In some areas, American and British tanks received under the lend-lease scheme and marked up appropriately led the Soviet advance in an attempt to get through the first-line and onto an important second or rear-line location.
The tanks that had
been seen by Uhlmann and Braun in the Persenbeug sidings were M-10 Tank Destroyers marked as 1st US Armored Division, but which were actually crewed by experienced tankers from a company of 63rd Cavalry Division, 5th Guards Cavalry Corps.
They ground down the road from their staging area west of Seitenstetten, heading west on the road to Steyr with all lights blazing and American-speaking personnel to talk their way through any roadblocks.
At the Sterninghofen Bridge over the Enns River, their self-propelled guns were waved through a checkpoint manned by American soldiers of 305th Combat Engineer Battalion, 80th US Infantry Division. Four Studebaker 6x6 trucks followed closely.
With perfect timing, the sky lit up as Soviet artillery commenced firing at its targets elsewhere. All awake American eyes were drawn to the display and none noticed the four trucks disgorge their malicious contents.
The assignment of this ill-fated platoon of the 305th had been to destroy the bridge on receipt of orders, or under the initiative of the Officer in charge as necessary.
That same Officer in charge was slumbering in his tent oblivious, and only woke up briefly as a strong hand clamped over his mouth and a blade ripped his throat open.
As the tanks took up their defensive positions, the Soviet Cossacks moved swiftly on foot through the area, dispatching the sleeping men in a wide variety of ways whose only common factor was silence.
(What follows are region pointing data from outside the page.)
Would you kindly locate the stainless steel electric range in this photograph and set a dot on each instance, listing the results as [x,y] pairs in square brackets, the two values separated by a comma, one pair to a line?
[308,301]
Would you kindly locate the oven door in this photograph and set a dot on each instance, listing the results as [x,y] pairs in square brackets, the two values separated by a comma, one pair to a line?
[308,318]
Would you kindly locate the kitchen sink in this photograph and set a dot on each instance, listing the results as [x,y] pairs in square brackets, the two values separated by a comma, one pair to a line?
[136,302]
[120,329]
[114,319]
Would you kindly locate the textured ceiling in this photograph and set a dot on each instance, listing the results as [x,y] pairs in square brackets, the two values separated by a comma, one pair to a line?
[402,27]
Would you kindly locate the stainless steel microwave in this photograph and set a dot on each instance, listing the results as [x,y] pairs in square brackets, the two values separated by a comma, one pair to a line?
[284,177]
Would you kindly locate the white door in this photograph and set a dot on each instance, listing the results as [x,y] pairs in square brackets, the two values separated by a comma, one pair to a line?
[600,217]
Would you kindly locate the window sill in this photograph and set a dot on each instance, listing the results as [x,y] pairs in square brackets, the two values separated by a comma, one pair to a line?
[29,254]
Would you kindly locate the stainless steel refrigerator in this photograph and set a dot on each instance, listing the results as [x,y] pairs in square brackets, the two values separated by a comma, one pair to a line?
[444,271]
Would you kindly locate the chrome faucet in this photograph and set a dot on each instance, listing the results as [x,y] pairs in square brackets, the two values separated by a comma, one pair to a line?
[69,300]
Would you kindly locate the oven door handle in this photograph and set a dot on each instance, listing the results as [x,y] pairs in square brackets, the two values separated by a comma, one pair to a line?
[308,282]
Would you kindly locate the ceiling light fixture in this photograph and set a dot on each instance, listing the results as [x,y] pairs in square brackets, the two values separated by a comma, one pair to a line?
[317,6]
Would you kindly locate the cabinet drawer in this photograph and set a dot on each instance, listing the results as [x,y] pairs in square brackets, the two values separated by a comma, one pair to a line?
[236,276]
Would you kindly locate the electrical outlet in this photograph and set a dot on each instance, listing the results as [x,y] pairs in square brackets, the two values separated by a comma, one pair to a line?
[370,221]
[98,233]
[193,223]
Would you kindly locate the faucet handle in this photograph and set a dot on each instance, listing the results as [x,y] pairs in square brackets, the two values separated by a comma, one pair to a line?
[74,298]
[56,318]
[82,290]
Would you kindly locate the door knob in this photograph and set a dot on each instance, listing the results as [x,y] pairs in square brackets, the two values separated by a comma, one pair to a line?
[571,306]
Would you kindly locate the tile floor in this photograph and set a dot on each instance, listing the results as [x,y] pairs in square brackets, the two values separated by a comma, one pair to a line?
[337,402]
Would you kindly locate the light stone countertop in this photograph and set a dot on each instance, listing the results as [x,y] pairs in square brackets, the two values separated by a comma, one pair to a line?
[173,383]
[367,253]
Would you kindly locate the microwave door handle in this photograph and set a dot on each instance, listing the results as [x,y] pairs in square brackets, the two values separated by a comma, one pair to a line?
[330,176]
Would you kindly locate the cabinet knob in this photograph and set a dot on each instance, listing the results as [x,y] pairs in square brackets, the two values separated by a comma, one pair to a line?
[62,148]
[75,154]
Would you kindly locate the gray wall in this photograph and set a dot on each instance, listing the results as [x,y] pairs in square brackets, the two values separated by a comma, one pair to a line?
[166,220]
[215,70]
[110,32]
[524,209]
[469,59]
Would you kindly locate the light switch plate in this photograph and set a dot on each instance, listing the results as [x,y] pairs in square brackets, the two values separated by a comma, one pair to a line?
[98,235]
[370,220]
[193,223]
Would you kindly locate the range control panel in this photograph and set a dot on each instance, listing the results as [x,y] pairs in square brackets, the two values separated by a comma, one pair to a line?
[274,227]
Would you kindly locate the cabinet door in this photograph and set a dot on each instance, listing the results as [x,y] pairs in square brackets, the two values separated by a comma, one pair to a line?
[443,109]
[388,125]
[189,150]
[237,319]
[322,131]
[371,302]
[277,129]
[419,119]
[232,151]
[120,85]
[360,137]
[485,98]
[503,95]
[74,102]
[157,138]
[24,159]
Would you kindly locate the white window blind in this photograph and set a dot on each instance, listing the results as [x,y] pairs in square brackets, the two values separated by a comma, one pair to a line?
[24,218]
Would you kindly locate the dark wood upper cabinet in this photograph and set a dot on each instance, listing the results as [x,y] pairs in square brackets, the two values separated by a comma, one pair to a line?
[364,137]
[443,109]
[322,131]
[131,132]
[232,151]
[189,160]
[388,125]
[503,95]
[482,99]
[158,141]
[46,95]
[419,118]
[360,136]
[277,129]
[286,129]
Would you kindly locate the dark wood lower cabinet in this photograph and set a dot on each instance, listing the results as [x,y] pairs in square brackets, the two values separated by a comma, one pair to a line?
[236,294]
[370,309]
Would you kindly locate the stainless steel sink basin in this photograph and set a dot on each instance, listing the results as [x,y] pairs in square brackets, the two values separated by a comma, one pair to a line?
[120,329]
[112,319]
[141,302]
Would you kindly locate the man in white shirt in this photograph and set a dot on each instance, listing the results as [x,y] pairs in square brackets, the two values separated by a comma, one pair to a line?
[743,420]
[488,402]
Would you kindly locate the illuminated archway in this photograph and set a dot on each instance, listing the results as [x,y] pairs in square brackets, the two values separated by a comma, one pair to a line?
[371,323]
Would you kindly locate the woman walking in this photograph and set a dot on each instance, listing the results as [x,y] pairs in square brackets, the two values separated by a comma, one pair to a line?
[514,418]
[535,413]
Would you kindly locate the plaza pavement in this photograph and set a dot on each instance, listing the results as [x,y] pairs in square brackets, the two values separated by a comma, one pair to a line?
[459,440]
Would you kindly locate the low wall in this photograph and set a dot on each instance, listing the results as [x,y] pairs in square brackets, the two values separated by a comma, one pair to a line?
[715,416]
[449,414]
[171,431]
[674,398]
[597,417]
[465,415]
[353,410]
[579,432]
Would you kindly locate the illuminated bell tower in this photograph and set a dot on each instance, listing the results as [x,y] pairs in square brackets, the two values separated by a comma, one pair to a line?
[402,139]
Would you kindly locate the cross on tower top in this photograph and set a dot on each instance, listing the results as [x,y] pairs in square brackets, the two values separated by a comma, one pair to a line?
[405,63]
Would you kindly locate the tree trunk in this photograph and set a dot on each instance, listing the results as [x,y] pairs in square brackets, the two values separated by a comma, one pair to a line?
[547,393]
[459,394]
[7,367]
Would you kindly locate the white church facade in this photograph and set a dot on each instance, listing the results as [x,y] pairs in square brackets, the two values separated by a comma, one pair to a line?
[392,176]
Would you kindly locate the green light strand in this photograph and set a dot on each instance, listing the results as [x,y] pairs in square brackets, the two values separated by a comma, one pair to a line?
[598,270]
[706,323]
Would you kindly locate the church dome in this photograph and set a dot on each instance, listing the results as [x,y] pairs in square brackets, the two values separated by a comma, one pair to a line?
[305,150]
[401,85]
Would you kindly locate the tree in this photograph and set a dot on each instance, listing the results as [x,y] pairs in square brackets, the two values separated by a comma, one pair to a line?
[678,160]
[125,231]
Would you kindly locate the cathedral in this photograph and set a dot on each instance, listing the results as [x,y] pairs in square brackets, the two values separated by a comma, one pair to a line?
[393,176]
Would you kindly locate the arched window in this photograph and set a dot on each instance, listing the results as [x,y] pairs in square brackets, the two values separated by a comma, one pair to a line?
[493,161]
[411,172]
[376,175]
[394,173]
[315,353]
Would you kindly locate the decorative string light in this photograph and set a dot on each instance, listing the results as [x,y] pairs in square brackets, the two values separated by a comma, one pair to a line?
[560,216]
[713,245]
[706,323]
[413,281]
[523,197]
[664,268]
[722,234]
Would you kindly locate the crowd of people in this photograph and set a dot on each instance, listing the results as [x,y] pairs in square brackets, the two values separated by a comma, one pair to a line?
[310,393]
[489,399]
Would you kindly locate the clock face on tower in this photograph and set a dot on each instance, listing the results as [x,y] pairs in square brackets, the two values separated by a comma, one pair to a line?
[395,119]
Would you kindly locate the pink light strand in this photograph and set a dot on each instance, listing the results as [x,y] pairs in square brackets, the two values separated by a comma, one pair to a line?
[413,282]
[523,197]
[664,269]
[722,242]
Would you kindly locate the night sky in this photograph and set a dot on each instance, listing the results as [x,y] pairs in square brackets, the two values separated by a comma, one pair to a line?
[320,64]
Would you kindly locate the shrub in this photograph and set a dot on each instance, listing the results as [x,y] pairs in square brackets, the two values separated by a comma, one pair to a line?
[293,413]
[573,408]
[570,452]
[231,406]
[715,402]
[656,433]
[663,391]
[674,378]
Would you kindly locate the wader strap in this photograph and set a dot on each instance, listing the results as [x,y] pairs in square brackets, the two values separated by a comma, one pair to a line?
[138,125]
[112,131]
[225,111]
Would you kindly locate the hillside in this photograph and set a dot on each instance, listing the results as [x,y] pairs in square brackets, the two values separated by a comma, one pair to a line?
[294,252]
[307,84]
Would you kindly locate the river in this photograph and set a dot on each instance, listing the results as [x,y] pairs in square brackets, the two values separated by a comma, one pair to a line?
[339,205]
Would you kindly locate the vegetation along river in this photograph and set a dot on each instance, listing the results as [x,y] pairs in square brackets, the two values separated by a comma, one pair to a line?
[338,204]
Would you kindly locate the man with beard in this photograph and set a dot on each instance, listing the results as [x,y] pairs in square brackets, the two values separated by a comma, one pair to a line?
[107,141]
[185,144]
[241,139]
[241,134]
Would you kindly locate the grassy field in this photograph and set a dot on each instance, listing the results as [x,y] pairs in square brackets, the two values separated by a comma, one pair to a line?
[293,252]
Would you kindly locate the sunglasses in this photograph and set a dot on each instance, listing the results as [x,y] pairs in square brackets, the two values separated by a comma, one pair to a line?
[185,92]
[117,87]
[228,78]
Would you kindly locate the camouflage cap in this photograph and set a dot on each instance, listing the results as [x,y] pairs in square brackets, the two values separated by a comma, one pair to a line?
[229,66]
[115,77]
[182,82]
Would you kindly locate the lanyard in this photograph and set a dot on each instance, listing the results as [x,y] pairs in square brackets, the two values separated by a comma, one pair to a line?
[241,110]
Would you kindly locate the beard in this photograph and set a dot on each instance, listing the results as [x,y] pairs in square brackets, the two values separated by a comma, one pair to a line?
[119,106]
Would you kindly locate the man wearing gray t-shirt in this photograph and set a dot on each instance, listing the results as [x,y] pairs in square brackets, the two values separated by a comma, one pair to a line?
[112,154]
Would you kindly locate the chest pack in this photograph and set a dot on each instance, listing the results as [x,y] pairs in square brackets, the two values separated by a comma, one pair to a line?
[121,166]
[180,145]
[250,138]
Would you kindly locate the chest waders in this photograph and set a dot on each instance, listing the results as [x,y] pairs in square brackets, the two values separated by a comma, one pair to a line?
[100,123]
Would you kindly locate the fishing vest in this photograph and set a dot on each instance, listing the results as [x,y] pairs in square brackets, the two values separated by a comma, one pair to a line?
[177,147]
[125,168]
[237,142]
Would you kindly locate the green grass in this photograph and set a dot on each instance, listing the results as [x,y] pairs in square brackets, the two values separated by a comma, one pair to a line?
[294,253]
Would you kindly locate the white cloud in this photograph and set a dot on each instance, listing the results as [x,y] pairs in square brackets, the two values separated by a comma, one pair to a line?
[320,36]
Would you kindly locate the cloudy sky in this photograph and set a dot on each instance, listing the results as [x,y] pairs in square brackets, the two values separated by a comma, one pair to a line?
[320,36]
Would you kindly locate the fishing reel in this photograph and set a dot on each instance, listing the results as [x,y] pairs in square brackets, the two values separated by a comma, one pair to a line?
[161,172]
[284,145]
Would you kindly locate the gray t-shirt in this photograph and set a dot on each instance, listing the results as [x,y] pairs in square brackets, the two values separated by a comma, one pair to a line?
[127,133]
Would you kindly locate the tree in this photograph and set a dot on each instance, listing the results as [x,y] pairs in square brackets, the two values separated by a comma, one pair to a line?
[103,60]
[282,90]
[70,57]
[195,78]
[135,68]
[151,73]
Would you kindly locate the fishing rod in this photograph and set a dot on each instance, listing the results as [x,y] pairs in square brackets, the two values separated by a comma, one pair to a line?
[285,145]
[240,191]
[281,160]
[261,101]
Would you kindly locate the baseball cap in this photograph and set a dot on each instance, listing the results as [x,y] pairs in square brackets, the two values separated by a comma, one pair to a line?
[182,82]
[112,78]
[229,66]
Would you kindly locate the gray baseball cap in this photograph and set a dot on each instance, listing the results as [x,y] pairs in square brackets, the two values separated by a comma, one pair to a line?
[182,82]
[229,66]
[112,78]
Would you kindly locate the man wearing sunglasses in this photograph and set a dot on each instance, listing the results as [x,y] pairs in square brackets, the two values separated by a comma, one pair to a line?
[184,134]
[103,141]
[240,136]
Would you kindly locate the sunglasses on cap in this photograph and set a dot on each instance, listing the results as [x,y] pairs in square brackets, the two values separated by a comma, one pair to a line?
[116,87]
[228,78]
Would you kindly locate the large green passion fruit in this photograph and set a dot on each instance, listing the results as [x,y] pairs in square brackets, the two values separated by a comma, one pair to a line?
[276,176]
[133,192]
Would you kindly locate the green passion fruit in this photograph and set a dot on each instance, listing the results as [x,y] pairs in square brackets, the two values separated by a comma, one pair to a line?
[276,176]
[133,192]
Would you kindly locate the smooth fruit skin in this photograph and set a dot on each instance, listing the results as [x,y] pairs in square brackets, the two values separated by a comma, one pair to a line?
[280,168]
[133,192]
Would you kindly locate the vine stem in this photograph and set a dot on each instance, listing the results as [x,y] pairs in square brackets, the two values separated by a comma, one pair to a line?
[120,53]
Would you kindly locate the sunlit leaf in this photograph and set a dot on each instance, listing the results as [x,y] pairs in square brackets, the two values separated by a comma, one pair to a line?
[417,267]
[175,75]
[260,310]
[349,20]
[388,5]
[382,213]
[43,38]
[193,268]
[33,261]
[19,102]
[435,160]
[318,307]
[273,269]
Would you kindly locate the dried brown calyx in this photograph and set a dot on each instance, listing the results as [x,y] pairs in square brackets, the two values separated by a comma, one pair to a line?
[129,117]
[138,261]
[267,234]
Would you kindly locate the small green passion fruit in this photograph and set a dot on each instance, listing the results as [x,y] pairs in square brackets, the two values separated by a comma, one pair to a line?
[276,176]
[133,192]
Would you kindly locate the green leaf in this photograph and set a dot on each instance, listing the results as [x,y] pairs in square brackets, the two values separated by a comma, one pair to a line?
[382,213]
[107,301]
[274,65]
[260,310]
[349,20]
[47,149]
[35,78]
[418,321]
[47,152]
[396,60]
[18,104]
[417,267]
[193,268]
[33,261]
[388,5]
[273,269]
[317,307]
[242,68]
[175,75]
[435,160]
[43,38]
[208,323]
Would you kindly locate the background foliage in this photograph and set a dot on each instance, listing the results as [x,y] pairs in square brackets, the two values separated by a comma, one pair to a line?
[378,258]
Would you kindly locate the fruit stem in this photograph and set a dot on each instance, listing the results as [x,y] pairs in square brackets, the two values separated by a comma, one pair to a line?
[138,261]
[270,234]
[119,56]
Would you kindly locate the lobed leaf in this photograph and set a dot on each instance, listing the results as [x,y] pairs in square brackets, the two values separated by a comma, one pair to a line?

The sound of artillery was now rousing the slumberers but none offered any resistance and all were butchered where they lay.
Private First class Jan F. Podolski, one of the sentries on the prowl, had disappeared for a call of nature and so was missed by the systematic destruction of the engineer platoon. Emerging from behind a thick bush, he saw swiftly moving silent shapes. Despite his youth and lack of experience, he immediately grasped what was going on and pulled his weapon off his shoulder. With remarkably steady hands, he took rough aim at the nearest figure, which was crouched down, back towards him. Podolski got off an eight round clip from his Garand before he was cut down by a hail of bullets from PPSH sub-machine guns. He had dropped Yefreytor Alexey Passov to the ground where he bled his life out quickly, shot through the neck, groin, and thigh.